The change in wind and ocean circulation alters weather patterns worldwide, with some regions experiencing drought while others experience flooding. The Southern Hemisphere is the most affected. Storm activity increases in some locations. Atlantic basin hurricane activity decreases during El Niño events and increases during La Niña events. (A hurricane is a potentially deadly tropical storm with high winds, abundant rain, and high seas.)

The North Atlantic Oscillation (NAO) is much weaker than an ENSO, although the patterns are similar. This climate pattern mostly affects Europe. The NAO oscillates between a low--pressure cell over Iceland and a high--pressure cell over the mid--Atlantic Azores Islands. At high NAO, storm tracks are shifted northward into northwestern Europe so that northern Europe is warm and wet, and Mediterranean Europe is dry. At low NAO, storm tracks are shifted southward into the Mediterranean region. Over the past 30 years, the NAO has become more intense, perhaps due to global temperature increases or natural variability.

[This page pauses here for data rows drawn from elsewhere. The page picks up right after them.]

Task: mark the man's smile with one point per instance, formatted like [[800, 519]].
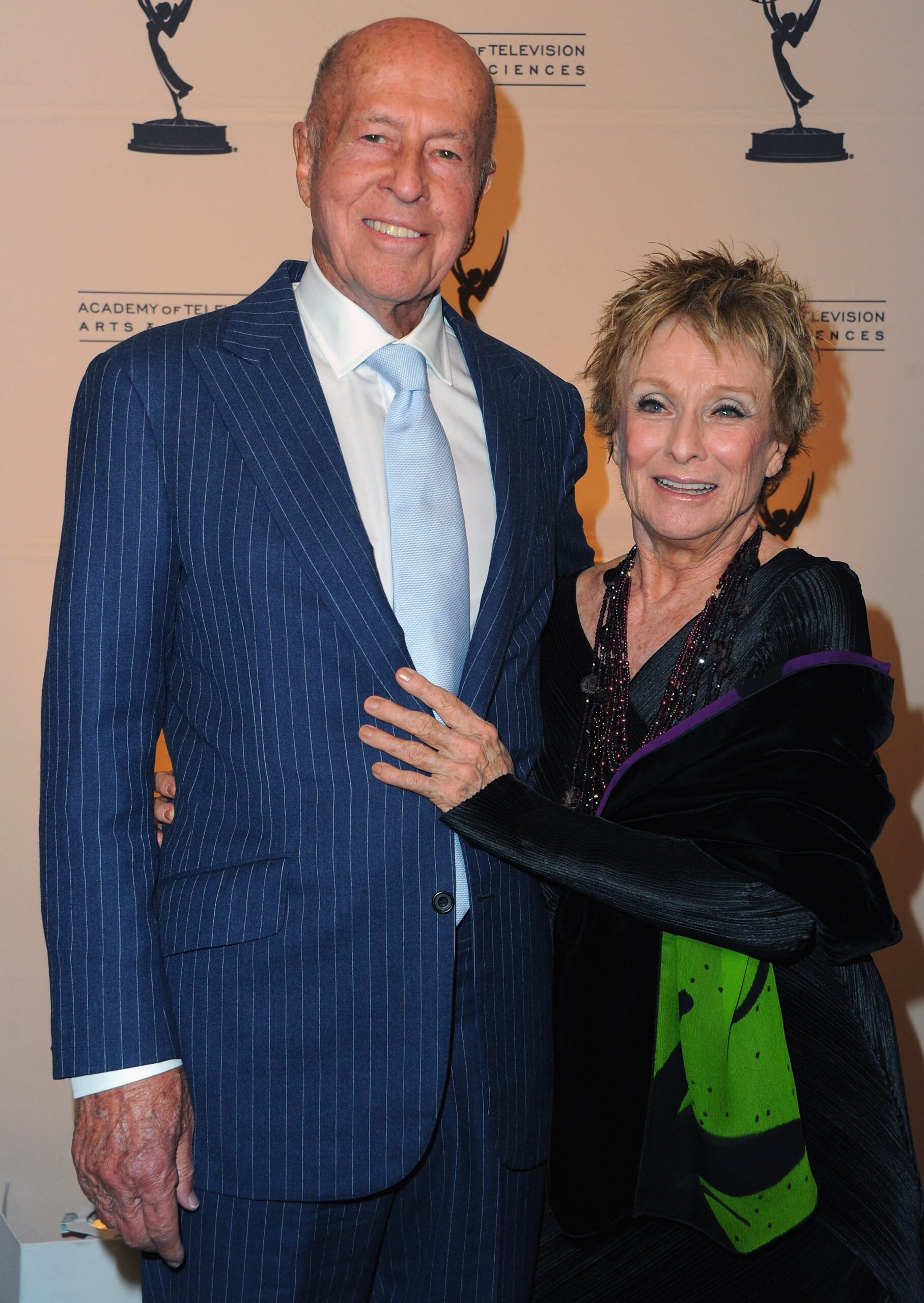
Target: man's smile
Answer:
[[389, 229]]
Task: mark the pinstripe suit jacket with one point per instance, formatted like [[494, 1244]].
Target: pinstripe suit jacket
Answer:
[[215, 580]]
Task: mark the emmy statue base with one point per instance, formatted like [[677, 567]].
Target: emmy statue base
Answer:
[[798, 145], [179, 136]]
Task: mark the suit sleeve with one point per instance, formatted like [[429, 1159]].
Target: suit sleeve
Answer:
[[665, 881], [103, 706], [573, 552]]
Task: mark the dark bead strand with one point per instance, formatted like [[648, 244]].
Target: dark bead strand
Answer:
[[707, 650]]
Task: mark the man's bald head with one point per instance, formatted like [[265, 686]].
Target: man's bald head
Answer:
[[431, 42]]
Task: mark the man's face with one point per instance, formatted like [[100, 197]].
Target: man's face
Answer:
[[394, 192]]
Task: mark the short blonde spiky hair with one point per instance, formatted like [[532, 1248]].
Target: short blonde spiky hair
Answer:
[[729, 303]]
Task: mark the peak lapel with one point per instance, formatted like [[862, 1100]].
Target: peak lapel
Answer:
[[499, 383], [264, 382]]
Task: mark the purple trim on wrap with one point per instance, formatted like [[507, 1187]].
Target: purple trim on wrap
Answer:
[[810, 661]]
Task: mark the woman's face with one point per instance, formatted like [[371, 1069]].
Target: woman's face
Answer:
[[695, 443]]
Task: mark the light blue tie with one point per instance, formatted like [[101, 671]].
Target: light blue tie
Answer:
[[429, 550]]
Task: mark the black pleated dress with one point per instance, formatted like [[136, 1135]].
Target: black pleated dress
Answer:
[[869, 1225]]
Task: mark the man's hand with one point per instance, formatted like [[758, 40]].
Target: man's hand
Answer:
[[164, 791], [133, 1153]]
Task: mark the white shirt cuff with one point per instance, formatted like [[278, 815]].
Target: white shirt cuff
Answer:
[[97, 1082]]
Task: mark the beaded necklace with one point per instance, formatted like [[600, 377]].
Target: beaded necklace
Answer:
[[707, 652]]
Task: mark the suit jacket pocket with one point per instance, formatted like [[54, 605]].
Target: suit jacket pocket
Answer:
[[222, 908]]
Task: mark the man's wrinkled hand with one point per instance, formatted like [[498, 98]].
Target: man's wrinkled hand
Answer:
[[164, 792], [133, 1153]]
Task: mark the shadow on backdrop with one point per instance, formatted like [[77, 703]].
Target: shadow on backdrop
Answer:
[[799, 497], [479, 269], [900, 854]]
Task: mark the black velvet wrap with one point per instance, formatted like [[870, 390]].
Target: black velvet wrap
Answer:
[[748, 825]]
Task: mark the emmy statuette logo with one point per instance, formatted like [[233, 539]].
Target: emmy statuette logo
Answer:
[[475, 282], [797, 144], [176, 134]]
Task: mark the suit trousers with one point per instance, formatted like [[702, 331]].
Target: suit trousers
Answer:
[[460, 1229]]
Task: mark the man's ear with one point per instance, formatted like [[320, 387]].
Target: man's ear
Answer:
[[304, 154]]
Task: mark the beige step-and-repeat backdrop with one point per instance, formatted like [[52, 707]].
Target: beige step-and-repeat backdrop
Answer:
[[625, 124]]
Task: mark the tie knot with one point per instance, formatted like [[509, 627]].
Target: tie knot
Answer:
[[403, 366]]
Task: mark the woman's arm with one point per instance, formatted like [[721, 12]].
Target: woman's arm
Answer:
[[665, 881], [464, 769]]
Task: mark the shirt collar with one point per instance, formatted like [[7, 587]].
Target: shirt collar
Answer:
[[347, 335]]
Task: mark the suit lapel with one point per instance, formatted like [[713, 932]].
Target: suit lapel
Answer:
[[264, 382], [498, 381]]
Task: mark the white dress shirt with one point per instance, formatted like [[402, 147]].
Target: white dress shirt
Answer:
[[341, 336]]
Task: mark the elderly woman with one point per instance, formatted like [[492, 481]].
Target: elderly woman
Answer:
[[730, 1118]]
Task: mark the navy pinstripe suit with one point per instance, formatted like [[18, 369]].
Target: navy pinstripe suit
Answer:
[[215, 580]]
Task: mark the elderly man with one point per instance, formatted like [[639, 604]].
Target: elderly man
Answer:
[[269, 513]]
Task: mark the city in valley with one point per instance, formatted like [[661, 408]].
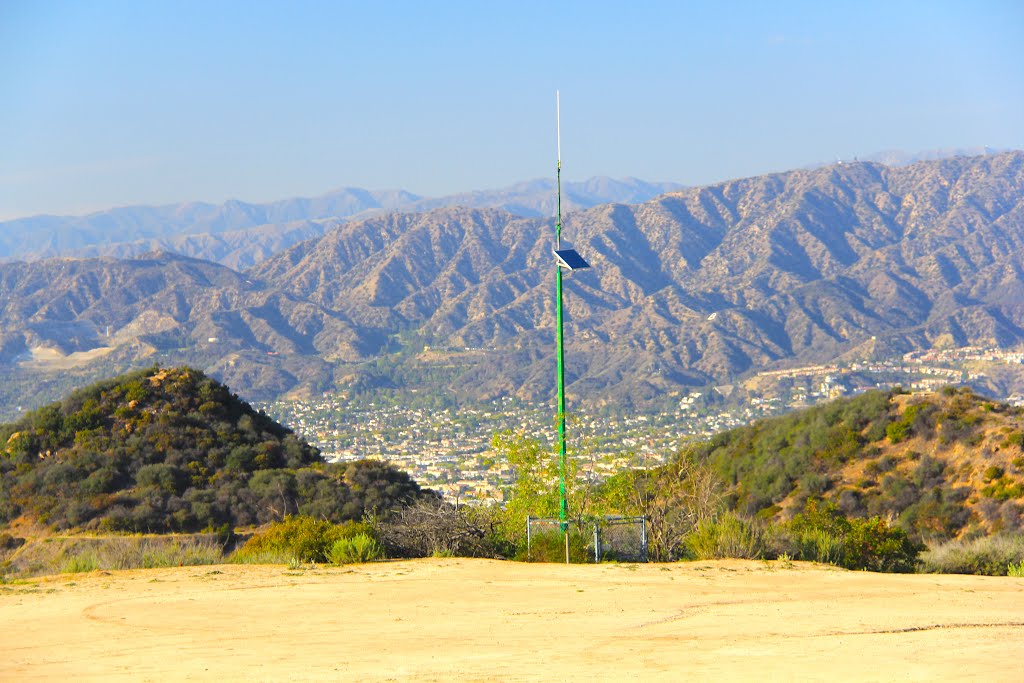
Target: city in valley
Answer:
[[451, 449]]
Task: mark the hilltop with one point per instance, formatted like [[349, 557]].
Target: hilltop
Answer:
[[173, 450], [941, 465]]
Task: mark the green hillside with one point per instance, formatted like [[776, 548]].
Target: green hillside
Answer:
[[173, 450], [940, 465]]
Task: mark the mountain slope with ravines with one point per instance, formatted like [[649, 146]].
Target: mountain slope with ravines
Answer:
[[693, 287], [240, 235]]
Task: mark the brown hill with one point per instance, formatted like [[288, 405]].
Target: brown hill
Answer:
[[941, 465], [693, 287]]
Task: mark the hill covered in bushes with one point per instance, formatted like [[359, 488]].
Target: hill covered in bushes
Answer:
[[941, 465], [175, 451]]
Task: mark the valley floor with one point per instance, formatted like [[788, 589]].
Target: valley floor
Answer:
[[440, 620]]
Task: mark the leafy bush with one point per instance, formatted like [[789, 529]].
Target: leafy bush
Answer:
[[987, 555], [728, 537], [174, 451], [821, 534], [357, 549], [303, 539], [550, 547], [432, 526]]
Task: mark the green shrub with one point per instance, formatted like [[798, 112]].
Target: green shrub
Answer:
[[992, 472], [821, 534], [1004, 488], [81, 563], [987, 555], [728, 537], [357, 549], [304, 539], [550, 547]]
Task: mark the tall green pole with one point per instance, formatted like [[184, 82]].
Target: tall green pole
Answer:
[[562, 503]]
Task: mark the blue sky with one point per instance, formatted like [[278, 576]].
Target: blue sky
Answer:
[[113, 103]]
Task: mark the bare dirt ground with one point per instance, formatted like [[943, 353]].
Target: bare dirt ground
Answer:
[[446, 620]]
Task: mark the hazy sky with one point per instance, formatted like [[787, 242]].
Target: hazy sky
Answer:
[[111, 103]]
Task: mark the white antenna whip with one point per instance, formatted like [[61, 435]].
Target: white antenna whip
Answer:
[[558, 125]]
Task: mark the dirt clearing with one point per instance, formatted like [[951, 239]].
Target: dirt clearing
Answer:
[[466, 620]]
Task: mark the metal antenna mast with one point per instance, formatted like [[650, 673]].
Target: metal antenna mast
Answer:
[[562, 503], [570, 260]]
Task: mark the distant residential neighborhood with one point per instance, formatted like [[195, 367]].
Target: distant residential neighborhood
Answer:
[[451, 450]]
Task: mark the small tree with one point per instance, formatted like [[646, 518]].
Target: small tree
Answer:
[[675, 499]]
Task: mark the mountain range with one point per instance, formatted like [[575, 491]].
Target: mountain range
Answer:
[[240, 235], [692, 287]]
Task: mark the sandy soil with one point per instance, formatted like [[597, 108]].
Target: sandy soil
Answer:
[[478, 620]]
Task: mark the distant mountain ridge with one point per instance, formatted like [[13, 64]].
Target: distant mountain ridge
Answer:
[[855, 260], [240, 235]]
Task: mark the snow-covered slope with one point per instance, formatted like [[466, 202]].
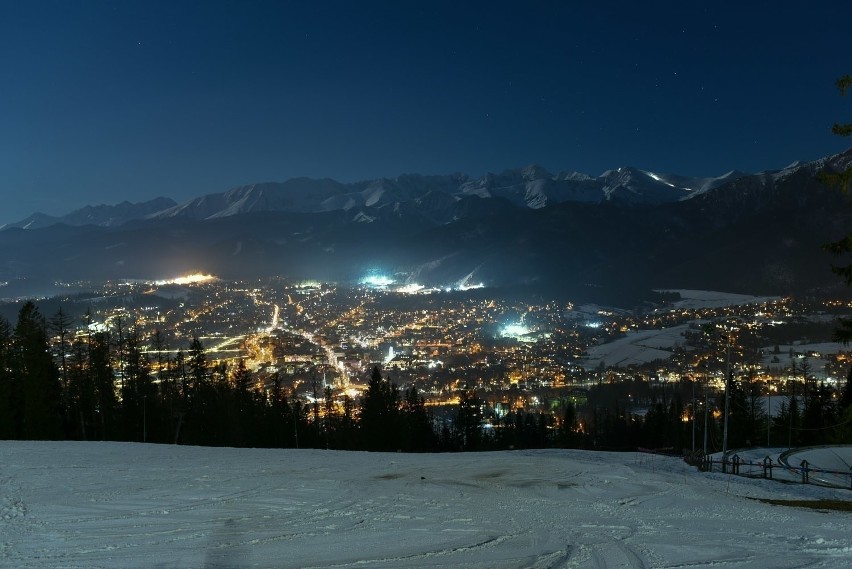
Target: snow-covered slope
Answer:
[[113, 505]]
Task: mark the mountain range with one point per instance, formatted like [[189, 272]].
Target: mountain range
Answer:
[[625, 230]]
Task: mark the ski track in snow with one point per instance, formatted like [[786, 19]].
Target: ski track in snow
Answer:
[[115, 505]]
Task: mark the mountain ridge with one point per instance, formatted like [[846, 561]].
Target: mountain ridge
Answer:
[[755, 234]]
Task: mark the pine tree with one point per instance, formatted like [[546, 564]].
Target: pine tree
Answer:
[[380, 414], [841, 180], [9, 396], [36, 374]]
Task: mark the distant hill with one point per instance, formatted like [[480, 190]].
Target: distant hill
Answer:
[[567, 234]]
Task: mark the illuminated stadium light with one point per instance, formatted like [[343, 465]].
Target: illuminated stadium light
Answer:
[[188, 279], [514, 331], [377, 280]]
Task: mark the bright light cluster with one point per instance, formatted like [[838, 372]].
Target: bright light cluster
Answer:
[[377, 280], [514, 331], [188, 279]]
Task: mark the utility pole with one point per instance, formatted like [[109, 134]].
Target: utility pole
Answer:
[[727, 399], [706, 410], [692, 412]]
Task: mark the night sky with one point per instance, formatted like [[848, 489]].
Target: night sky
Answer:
[[105, 101]]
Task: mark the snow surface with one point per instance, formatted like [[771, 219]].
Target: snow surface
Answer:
[[714, 299], [134, 505], [636, 347]]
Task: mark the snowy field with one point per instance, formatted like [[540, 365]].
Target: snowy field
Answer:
[[115, 505], [714, 299], [636, 347]]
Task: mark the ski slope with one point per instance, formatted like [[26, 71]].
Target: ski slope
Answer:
[[122, 505]]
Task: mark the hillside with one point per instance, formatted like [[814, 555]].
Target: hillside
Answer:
[[132, 505]]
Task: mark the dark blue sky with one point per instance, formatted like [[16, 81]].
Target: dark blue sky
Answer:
[[105, 101]]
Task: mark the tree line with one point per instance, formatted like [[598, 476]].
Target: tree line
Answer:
[[56, 384]]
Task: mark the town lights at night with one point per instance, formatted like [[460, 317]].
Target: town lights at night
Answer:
[[196, 278], [377, 280], [514, 331]]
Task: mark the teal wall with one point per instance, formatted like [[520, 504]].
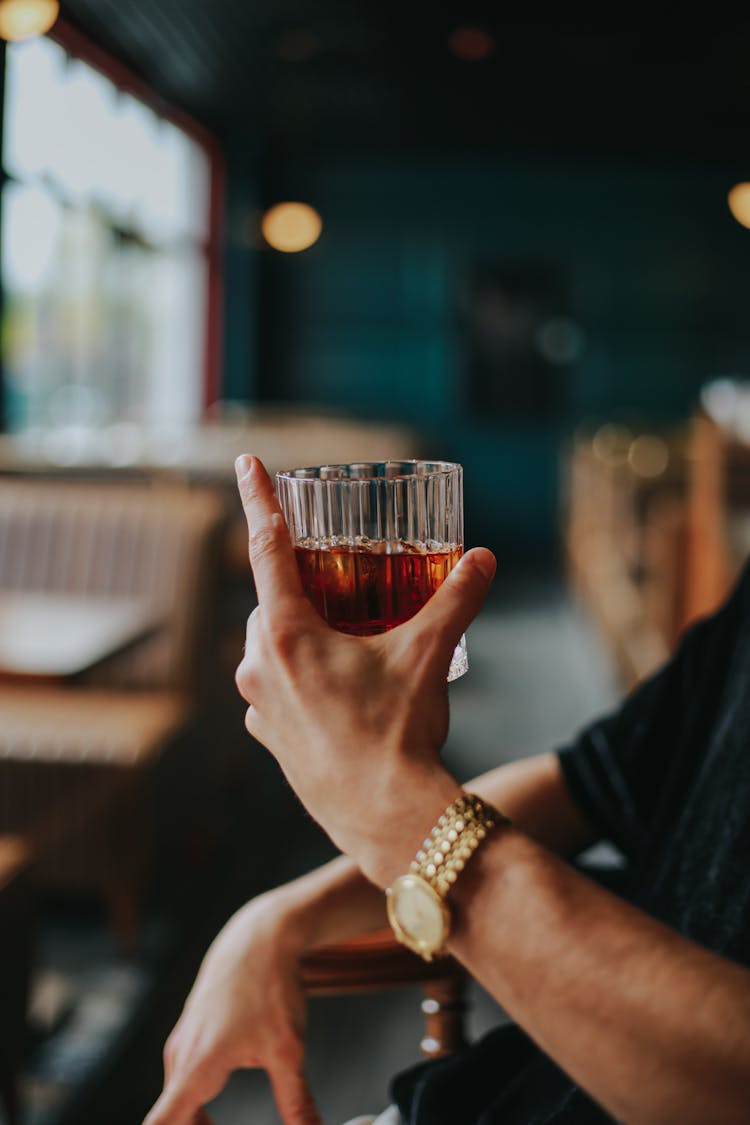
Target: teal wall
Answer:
[[656, 270]]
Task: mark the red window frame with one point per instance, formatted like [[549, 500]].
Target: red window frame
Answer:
[[78, 45]]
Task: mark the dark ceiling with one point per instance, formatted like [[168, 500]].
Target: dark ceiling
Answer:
[[342, 74]]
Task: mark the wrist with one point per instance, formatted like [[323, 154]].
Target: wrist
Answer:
[[403, 820]]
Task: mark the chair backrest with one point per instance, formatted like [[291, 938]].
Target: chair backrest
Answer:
[[159, 542]]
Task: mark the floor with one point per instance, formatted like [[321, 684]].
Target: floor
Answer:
[[538, 672]]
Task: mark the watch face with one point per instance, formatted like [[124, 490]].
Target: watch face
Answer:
[[417, 915]]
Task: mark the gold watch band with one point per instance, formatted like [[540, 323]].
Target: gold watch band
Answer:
[[453, 840]]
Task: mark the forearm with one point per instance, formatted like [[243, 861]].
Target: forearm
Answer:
[[336, 901], [654, 1027], [532, 792]]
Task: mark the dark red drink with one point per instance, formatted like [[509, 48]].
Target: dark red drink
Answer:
[[368, 588]]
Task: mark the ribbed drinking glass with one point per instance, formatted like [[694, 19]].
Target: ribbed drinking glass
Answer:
[[375, 539]]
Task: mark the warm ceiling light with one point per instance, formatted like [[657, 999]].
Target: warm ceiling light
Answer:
[[291, 227], [739, 203], [471, 44], [23, 19]]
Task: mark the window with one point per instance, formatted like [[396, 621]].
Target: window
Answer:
[[105, 251]]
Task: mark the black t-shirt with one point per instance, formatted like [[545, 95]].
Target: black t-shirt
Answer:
[[667, 779]]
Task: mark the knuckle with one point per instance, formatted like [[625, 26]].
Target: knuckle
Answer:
[[264, 541], [244, 678]]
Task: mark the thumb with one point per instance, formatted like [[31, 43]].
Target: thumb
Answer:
[[457, 602], [294, 1098]]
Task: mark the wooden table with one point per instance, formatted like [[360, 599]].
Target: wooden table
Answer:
[[56, 637]]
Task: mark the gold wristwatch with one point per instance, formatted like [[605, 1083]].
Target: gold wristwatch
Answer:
[[417, 910]]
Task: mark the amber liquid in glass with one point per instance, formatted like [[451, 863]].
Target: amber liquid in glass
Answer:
[[366, 590]]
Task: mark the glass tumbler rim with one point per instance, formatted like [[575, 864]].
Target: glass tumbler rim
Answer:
[[312, 474]]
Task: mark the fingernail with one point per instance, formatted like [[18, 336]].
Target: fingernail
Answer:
[[242, 466]]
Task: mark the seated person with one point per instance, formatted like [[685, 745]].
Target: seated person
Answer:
[[630, 1010]]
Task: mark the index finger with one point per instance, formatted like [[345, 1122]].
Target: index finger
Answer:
[[271, 554]]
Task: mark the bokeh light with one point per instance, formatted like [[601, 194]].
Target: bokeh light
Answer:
[[291, 226], [648, 456], [739, 203]]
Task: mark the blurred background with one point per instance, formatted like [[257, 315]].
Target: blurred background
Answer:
[[319, 233]]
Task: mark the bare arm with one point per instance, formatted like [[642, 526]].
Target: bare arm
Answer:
[[653, 1026], [336, 901]]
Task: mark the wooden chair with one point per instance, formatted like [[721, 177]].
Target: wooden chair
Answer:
[[375, 962], [16, 918]]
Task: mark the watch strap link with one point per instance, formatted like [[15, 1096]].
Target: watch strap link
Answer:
[[453, 840]]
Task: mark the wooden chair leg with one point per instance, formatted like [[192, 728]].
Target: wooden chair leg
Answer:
[[443, 1007]]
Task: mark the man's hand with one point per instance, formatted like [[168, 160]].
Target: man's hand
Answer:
[[355, 722], [246, 1009]]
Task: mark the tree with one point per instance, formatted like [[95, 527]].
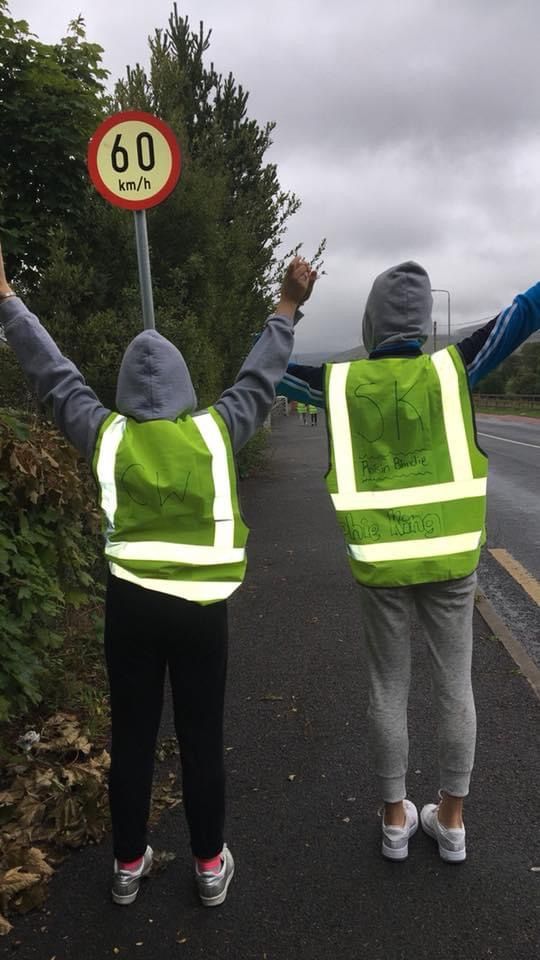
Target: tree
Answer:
[[52, 99], [213, 243]]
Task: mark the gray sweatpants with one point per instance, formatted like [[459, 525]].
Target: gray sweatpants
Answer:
[[445, 610]]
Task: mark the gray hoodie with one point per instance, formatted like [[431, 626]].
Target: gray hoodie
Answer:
[[153, 383], [398, 307]]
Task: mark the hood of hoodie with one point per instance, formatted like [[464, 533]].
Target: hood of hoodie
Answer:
[[398, 307], [154, 381]]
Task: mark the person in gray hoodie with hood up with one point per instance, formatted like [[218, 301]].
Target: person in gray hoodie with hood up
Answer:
[[408, 483], [175, 545]]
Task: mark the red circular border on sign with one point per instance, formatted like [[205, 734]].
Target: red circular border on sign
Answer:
[[101, 187]]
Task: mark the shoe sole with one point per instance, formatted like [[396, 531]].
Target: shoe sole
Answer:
[[130, 897], [216, 901], [398, 853], [449, 856]]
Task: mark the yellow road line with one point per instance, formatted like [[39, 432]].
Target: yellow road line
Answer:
[[518, 572]]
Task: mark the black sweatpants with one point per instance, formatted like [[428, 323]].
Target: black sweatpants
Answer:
[[146, 632]]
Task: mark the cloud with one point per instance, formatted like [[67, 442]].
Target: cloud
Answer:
[[407, 127]]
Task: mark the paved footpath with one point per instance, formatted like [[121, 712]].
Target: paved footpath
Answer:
[[310, 882]]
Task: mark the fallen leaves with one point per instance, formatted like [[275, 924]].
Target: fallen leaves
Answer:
[[56, 798]]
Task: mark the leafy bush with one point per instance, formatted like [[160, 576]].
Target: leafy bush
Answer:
[[49, 549]]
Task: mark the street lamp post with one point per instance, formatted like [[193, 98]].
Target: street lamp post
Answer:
[[447, 292]]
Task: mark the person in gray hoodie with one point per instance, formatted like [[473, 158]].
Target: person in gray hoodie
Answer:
[[408, 482], [175, 545]]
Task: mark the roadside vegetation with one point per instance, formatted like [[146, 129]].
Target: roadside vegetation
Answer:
[[214, 252]]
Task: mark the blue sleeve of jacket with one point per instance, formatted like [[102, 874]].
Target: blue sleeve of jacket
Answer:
[[509, 330], [77, 411], [304, 384]]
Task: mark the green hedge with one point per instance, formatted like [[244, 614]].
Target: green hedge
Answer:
[[49, 554]]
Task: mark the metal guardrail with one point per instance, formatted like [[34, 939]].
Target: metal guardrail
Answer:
[[506, 400]]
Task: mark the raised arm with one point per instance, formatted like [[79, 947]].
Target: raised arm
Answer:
[[245, 405], [76, 410], [489, 346]]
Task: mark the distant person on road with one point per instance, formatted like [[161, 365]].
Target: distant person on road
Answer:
[[175, 546], [408, 481]]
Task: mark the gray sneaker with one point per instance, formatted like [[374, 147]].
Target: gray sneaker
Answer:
[[126, 882], [395, 842], [213, 887], [451, 841]]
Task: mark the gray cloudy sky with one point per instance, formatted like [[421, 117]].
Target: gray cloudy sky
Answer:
[[409, 128]]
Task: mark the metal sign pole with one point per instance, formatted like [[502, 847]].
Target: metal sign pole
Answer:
[[145, 276]]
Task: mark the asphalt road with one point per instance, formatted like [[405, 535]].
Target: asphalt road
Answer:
[[302, 821], [513, 447]]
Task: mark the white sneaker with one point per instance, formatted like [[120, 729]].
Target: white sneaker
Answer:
[[395, 842], [213, 887], [126, 882], [451, 840]]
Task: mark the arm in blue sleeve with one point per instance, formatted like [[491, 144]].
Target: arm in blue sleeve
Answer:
[[507, 332], [76, 410], [304, 384]]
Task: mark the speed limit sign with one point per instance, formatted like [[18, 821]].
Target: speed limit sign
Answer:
[[134, 160]]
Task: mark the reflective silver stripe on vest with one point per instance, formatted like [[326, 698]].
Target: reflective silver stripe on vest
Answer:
[[463, 486], [222, 552], [222, 507], [341, 428], [415, 549], [105, 466], [173, 552], [197, 591], [454, 425], [410, 496]]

Pacific climate oscillations also include the Pacific Decadal Oscil--lation (PDO), with has a 23-year pattern, and the Interdecadal Pacific Oscillation (IPO), which has a 15- to 30- year cycle. Oscillations in the Atlantic include the Atlantic Multidecadal Oscillation (AMO).

WRAP-UP

Natural processes alter Earth's climate on various time scales. Climate can be altered by singular events, such as volcanic eruptions and asteroid impacts. Climate can be altered by short-lived variations in atmosphere-ocean interactions, such as ENSO and NAO, that act on cycles of several years. Milankovitch cycles, which involve the relationship between the Earth's wobble, its tilt, and orbital position relative to the Sun, take place over tens of thousands of years. Large or rapid changes in climate can cause the extinction of species, sometimes even on a mass scale. After a mass extinction, the Earth's ecosystems are very different from the way they were before.